I rarely read our online comments, but I hear about them.
Ever since we started allowing online readers to post comments on our website, postandcourier.com, I've made it my personal practice seldom to read them.
My reasons are simple:
They are anonymous.
Sometimes they're uninformed.
They are often racist
They can be quite offensive.
Occasionally they are nice.
Sometimes they are nasty.
Too often they are political.
What it tells us is that people who feel a need to post comments online either have very strong opinions on a variety of complicated topics, or they simply don't have enough to do.
When I was a little boy growing up in the Methodist church, we used to pray for people like that.

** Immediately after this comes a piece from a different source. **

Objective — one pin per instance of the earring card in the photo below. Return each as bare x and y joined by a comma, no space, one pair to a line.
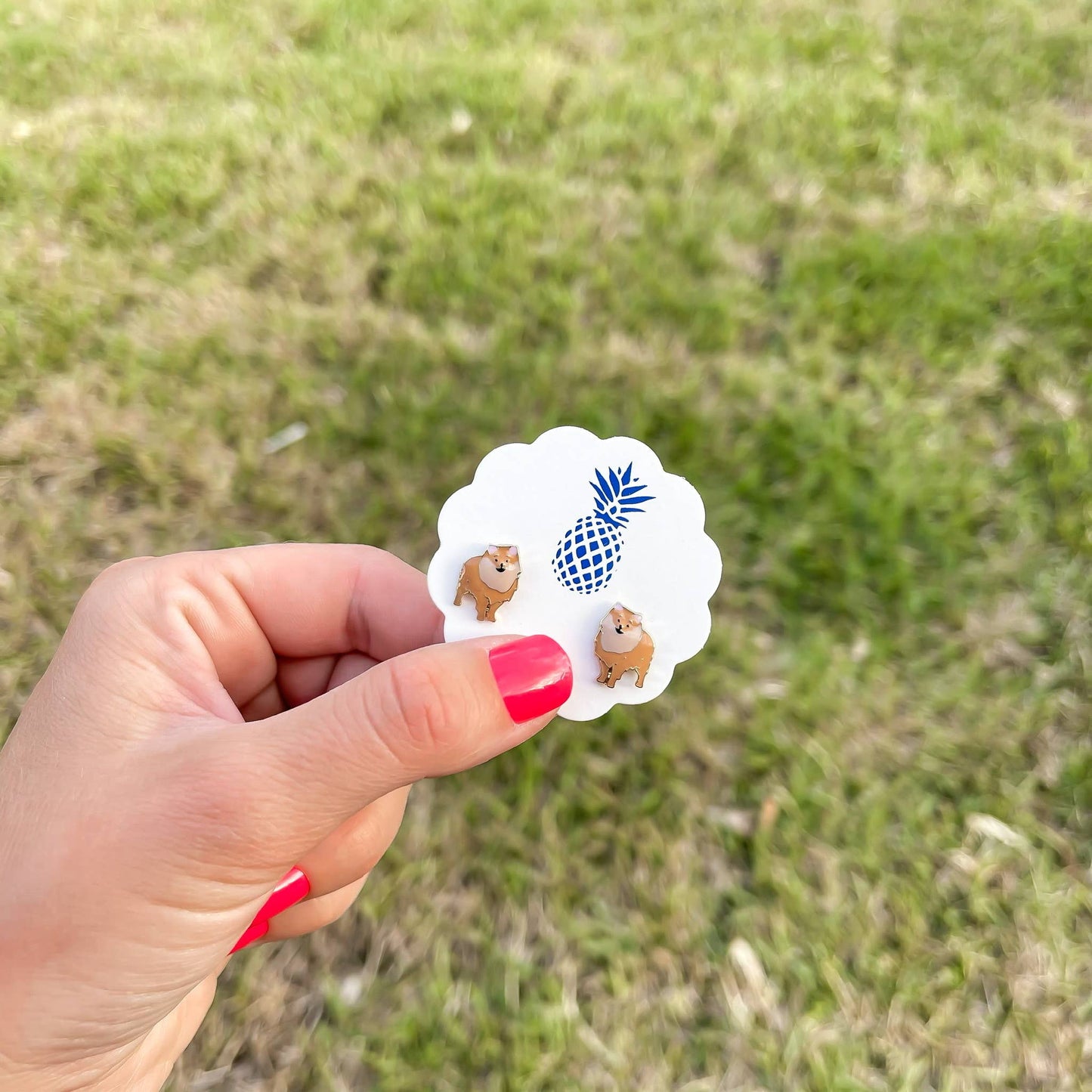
602,535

There was a designated time in the Sunday morning service when the minister would tell us about members of the congregation who were in the hospital and those who were shut-ins, meaning they were sick and confined to their homes.
So we would pray for the shut-ins, which is how I visualize many of the people who make it their business to comment on any and all the stories in the paper, whether they have any knowledge of the subject or not.
If the story is of a political nature, the comments start popping up early and keep going strong with liberal or conservative rants, sometimes for days.
There are commentators who obviously try to elevate the debate, but they usually are beaten down by the wackos.
All too often, however, they get cannibalistic and turn on each other, forgetting what the original story was about, and start ripping one another apart.
But the comments are obviously entertaining.
Those who read our paper only online actually consider the reader comments an integral part of the story and protest when they are taken away.
Sometimes our editors close the comments on a particular story because some people can't control themselves and cross the lines of fairness, libel and decorum.
That's when those who post comments really raise a ruckus.
They say their First Amendment rights are being denied.
One person actually said there was no reason to even print the story if he couldn't comment anonymously about it online.
Mostly, it's a sad commentary on the news of the day.
But we have no one to blame but ourselves for allowing this kind of unfettered freelance foulmouthed flea market to flourish.
Every time someone posts a comment, it counts as a "hit" on the arbitrary abacus that now serves as a forecaster of our fate.
Thus, there are those who absolutely love the comments and those who despise their very existence.
Somewhere in the middle, I'm afraid, is our future.